Furthermore, data science packages can have all sorts of additional non-Python dependencies which makes things even more confusing, and we end up spending more time sorting out our dependencies than doing data science. If you take home nothing else out of this tutorial, learn this stage. I promise. It will save you, and everyone who works with you, many days of your life back.



### Reproducibility Issues:
* (NO-ENVIRONMENT-INSTRUCTIONS) Chicken and egg issue with environments. No environment.yml file or the like. (Even if there are some instructions in a notebook).
* (NO-VERSION-PIN) Versions not pinned. E.g. uses a dev branch without a clear indication of when it became released.
* (IMPOSSIBLE-ENVIRONMENT) dependencies are not resolvable due to version clashes. (e.g. need <=0.48 and >=0.49)
* (ARCH-DIFFERENCE) The same code runs differently on different architectures
* (MONOLITHIC-ENVIRONMENT) One environment to rule (or fail) them all. 
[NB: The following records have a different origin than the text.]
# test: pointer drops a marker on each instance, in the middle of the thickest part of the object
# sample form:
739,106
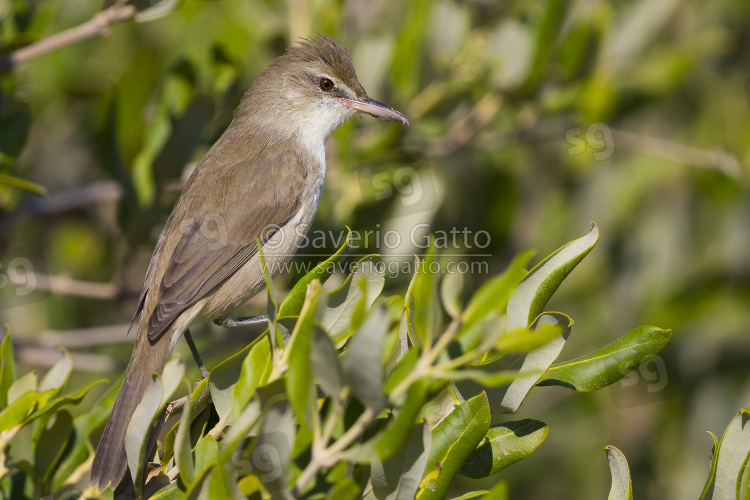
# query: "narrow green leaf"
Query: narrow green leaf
453,441
326,367
222,380
504,445
610,363
182,447
138,434
299,384
23,184
537,361
22,385
50,447
206,456
271,456
136,437
529,367
362,286
621,489
386,444
743,483
531,295
56,377
498,492
256,368
733,448
493,295
398,478
712,469
293,302
362,360
346,489
8,373
450,294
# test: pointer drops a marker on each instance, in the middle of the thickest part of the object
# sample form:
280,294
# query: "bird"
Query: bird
260,182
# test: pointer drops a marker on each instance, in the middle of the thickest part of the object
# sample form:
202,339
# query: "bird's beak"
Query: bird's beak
374,108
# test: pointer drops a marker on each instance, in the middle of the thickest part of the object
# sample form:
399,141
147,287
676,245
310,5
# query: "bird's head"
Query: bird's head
313,89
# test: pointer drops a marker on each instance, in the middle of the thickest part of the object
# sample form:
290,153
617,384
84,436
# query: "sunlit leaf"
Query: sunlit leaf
504,445
398,478
528,299
622,488
292,303
610,363
453,441
362,360
733,448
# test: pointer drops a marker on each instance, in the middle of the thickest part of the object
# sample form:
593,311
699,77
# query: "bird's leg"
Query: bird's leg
196,356
229,321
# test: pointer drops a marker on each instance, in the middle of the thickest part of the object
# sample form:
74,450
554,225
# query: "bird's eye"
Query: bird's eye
326,84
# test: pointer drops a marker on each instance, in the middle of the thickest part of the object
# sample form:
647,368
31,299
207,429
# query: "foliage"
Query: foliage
316,408
528,118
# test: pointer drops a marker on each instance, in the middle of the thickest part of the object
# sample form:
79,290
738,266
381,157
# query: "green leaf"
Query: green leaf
494,293
49,450
137,436
156,10
26,383
362,360
733,448
712,470
46,406
206,455
504,445
386,443
743,484
610,363
326,367
498,492
83,425
23,184
453,441
182,447
198,400
256,368
299,384
346,489
222,380
531,295
272,454
471,494
529,367
56,377
398,478
293,302
536,362
8,373
421,301
450,294
16,413
360,289
622,488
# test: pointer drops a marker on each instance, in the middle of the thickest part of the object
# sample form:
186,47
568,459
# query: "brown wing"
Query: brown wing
223,211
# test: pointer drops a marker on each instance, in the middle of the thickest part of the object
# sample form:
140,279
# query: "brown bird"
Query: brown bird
261,180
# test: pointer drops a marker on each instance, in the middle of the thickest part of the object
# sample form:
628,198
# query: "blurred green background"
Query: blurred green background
528,120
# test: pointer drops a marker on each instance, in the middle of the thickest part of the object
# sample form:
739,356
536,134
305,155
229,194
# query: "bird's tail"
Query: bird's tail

### Default Better Principles
* **Use (at least) one virtual environment per repo**: And use the same name for the environment as the repo.
* **Generate lock files**: Lock files include every single dependency in your dependency chain. Lock files are necessarily platform specific, so you need one per platform that you support. This way you have a perfect version pin on the environment that you used for that moment in time.
* **Check in your environment creation instructions**: That means an `environment.yml` file for conda, and its matching lock file(s). 

## The Easydata way: `make create_environment`
We like `conda` for environment management since it's the least bad option for most data science workflows. There are no perfect ways of doing this. Here are some basics.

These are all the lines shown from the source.